A YOUNG social worker was left with a large red scar after a surgeon removed the wrong lumps in her neck, an inquiry heard.

The 27-year-old woman said she feared the worst because her father had an operation to remove a cancer in the same area.

But Julian Mason, 38, removed two glands and a lymph node lower down, the General Medical Council was told.

Patient Miss VL, who works for Blackburn with Darwen Council in the youth offending team, told the committee: "I am not happy because I see people looking at it and they question me about it. It is very upsetting that I had an operation and the original lump was not removed. I had an operation that was not necessary."

Mason has admitted his treatment of VL on November 12, 1999, was inappropriate and unsatisfactory but denies he was irresponsible.

The woman was one of 13 who suffered poor treatment at the hands of Dr Mason, while he was laser protection supervisor in the ENT Department of the Royal Bolton Hospital, the hearing was told.

She first discovered the lump at the age of 23 and decided to see her GP because of a family history of the same problem. Her father was diagnosed with cancer and left with the left side of his face paralysed from an operation. Her mother also had a benign lump removed. She said: "With my family history, I was concerned. Mr Mason felt the lump with his fingers and looked down my throat. There was a chest X-ray and he said if I was a young man he would definitely carry out the surgery but because I was a young woman we should hold and see what happened.

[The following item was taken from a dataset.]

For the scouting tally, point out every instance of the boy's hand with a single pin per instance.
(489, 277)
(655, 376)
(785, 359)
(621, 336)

"We then discussed that I would have the lump removed. I did consider going private but my GP said Mr Mason might end up carrying out the operation either way."

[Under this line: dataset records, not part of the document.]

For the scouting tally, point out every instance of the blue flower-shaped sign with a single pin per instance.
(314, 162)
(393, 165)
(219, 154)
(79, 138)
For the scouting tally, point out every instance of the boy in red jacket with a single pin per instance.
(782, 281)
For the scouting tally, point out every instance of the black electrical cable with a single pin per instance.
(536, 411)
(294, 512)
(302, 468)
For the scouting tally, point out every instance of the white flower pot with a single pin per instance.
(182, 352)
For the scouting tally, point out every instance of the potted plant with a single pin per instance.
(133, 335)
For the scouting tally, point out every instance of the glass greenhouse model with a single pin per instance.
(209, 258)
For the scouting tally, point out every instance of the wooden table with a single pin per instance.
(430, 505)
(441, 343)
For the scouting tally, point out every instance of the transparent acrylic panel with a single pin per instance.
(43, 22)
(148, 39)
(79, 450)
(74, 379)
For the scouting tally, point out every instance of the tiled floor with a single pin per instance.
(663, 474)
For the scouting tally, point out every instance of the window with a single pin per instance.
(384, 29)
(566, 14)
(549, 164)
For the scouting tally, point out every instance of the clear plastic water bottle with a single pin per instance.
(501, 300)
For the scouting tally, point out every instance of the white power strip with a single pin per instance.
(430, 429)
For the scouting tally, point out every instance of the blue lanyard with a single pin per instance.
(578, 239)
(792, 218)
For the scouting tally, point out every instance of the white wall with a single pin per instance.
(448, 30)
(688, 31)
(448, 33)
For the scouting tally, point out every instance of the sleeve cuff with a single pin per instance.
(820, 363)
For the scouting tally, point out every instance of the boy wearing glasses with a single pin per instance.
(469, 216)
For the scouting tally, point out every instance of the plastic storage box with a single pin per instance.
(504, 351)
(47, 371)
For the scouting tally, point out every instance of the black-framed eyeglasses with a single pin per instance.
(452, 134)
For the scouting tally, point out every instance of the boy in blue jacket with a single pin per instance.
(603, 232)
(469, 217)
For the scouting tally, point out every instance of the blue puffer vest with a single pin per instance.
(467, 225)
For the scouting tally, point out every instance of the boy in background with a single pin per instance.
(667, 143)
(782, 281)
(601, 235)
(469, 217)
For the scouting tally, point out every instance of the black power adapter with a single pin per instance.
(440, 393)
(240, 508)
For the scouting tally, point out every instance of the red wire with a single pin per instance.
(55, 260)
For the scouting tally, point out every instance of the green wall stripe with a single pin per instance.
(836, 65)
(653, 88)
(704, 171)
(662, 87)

She said the surgeon did not mark the lump on her neck and remembered waking up 'extremely sore' after the operation on November 11, 1999.

"I did not really want to see it straight away because of other people's reactions. I went to the bathroom and saw it in the mirror. It appeared to me to be double the size Mr Mason told me it would be. Four centimetres long, not two." She added: "It was very swollen along the crease of my neck. If I got upset it became red and if I had a drink of alcohol the scar stands out in colour.

"I was told three lumps had been removed instead of one. A month later I was having a meal and I just stroked my neck and the lump was still there."

Miss VL saw another doctor in January 2000 and was told the lump was still there, the committee heard.

"He said I would need a second operation. I had only just returned to work. " Mason is accused of failing to define the nature and position of the lump using fine needle aspiration tests or a CT scan.

The surgeon is now working in psychiatry at the Fairmile Hospital in Oxfordshire and has no intention of resuming work as a surgeon.

Dr Mason, of Essex Street, Newbury, Berks, denies serious professional misconduct. The hearing continues.